Bolsa tem a maior alta em cinco meses
Agência Estado
De São Paulo
O mercado financeiro vive uma inacreditável reviravolta de humor. A Bolsa de Valores de São Paulo (Bovespa) disparou ontem, superou os 12 mil pontos e fechou em alta de 4,96%, nos 12.346 pontos. Foi o maior salto da bolsa paulista desde 26 de maio, quando o Ibovespa subiu 6,06%. E mais: desde o dia 14 de maio que o índice da carteira teórica paulista não superava a pontuação registrada ontem.
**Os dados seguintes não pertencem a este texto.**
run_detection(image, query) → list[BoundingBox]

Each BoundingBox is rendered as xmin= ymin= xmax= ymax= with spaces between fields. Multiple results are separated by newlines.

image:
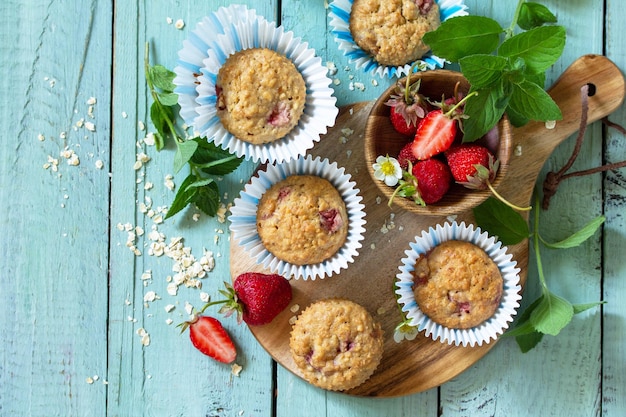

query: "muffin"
xmin=256 ymin=175 xmax=348 ymax=265
xmin=289 ymin=299 xmax=383 ymax=391
xmin=349 ymin=0 xmax=441 ymax=66
xmin=413 ymin=240 xmax=503 ymax=329
xmin=215 ymin=48 xmax=306 ymax=145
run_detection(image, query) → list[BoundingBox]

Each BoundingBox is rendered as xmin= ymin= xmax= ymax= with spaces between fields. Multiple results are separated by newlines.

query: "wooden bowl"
xmin=365 ymin=70 xmax=513 ymax=216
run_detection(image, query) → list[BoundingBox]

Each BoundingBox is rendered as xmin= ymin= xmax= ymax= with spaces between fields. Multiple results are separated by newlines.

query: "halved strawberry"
xmin=389 ymin=107 xmax=417 ymax=136
xmin=412 ymin=93 xmax=474 ymax=160
xmin=182 ymin=316 xmax=237 ymax=363
xmin=412 ymin=158 xmax=452 ymax=204
xmin=411 ymin=109 xmax=457 ymax=160
xmin=398 ymin=142 xmax=417 ymax=170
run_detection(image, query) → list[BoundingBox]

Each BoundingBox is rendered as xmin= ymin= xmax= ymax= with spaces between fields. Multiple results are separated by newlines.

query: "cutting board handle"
xmin=513 ymin=54 xmax=626 ymax=156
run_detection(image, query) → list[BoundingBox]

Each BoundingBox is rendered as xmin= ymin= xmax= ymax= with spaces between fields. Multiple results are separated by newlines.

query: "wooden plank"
xmin=601 ymin=1 xmax=626 ymax=416
xmin=108 ymin=1 xmax=277 ymax=415
xmin=441 ymin=1 xmax=603 ymax=416
xmin=0 ymin=1 xmax=111 ymax=416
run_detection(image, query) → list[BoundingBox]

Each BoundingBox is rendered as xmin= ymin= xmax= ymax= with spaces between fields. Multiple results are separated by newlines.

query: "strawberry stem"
xmin=444 ymin=91 xmax=478 ymax=118
xmin=404 ymin=62 xmax=422 ymax=104
xmin=486 ymin=181 xmax=533 ymax=211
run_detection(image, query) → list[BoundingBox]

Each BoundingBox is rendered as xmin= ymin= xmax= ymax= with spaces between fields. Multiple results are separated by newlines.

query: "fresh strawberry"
xmin=182 ymin=315 xmax=237 ymax=363
xmin=389 ymin=107 xmax=417 ymax=136
xmin=413 ymin=90 xmax=473 ymax=160
xmin=385 ymin=72 xmax=429 ymax=136
xmin=445 ymin=143 xmax=499 ymax=190
xmin=215 ymin=272 xmax=292 ymax=326
xmin=398 ymin=142 xmax=417 ymax=170
xmin=412 ymin=158 xmax=452 ymax=204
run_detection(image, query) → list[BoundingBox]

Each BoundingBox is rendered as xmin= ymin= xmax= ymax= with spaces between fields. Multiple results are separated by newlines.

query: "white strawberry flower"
xmin=373 ymin=155 xmax=402 ymax=187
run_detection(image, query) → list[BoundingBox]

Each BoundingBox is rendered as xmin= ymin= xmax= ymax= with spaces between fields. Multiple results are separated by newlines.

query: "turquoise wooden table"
xmin=0 ymin=0 xmax=626 ymax=417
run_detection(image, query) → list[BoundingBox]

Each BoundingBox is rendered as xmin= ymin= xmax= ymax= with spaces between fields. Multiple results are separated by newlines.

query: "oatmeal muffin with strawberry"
xmin=256 ymin=175 xmax=348 ymax=265
xmin=413 ymin=240 xmax=503 ymax=329
xmin=215 ymin=48 xmax=306 ymax=145
xmin=289 ymin=299 xmax=383 ymax=391
xmin=349 ymin=0 xmax=441 ymax=66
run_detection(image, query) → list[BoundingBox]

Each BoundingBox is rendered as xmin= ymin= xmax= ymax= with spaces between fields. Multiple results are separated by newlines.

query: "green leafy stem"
xmin=144 ymin=43 xmax=242 ymax=219
xmin=423 ymin=0 xmax=566 ymax=142
xmin=474 ymin=197 xmax=605 ymax=352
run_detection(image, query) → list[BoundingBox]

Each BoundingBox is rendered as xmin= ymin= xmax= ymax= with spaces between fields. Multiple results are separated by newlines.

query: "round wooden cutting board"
xmin=230 ymin=55 xmax=625 ymax=397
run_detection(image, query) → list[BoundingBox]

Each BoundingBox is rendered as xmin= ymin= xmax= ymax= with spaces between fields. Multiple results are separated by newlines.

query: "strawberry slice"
xmin=412 ymin=92 xmax=476 ymax=160
xmin=183 ymin=316 xmax=237 ymax=363
xmin=411 ymin=109 xmax=457 ymax=160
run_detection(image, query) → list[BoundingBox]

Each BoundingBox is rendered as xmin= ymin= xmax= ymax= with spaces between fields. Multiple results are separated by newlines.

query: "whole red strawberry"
xmin=181 ymin=315 xmax=237 ymax=363
xmin=445 ymin=143 xmax=499 ymax=190
xmin=412 ymin=158 xmax=452 ymax=204
xmin=220 ymin=272 xmax=292 ymax=326
xmin=385 ymin=70 xmax=429 ymax=136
O volume negociado em São Paulo somou ótimos R$ 922 milhões.
Analistas dizem que as Bolsas tendem a antecipar os dias melhores que virão em 2000. Apostam que o País crescerá os 4% previstos pela equipe econômica, confiam que o BC vai monitorar o dólar de tal forma que a inflação não dispare e que os estrangeiros passarão a considerar novamente o Brasil como bom porto para investimentos. Este quadro seria suficiente para autorizar um espaço maior para as ações nos portfólios dos investidores, uma vez que os papéis brasileiros estariam baratos.
Há ainda um menor temor em relação ao bug do milênio nos trópicos. A própria Moodys divulgou relatório na segunda-feira dizendo que os bancos brasileiros se incluem entre os de países que estão na linha de frente na preparação para o ano 2000.
As ações do Banco Central na semana passada e o bom desempenho das bolsas ontem garantiram um ambiente tranquilo também para os negócios no câmbio. O dólar encerrou o dia em baixa de 0,10%, cotado a R$ 1,9410. A mínima chegou a R$ 1,9380.
O mercado de câmbio parece já ter assimilado as novas condições apresentadas pelo BC: fim do limite das posições vendidas, disponibilidade de mais US$ 2 bilhões para intervenção no mercado de câmbio e atuação do Banco Central com leilões de venda. O mercado também já tem como certo o teto informal do dólar a R$ 2,00. Esse é o preço que ameaça as metas de inflação, afirmou um operador.
A questão que se coloca agora nas mesas de operações é até onde o dólar poderá cair. Operadores destacam que ontem, por exemplo, o dólar resistiu em fechar abaixo de R$ 1,94. Mas há apostas na possibilidade de as cotações caírem ainda mais. O dólar poderá chegar a R$ 1,92, comentou um operador.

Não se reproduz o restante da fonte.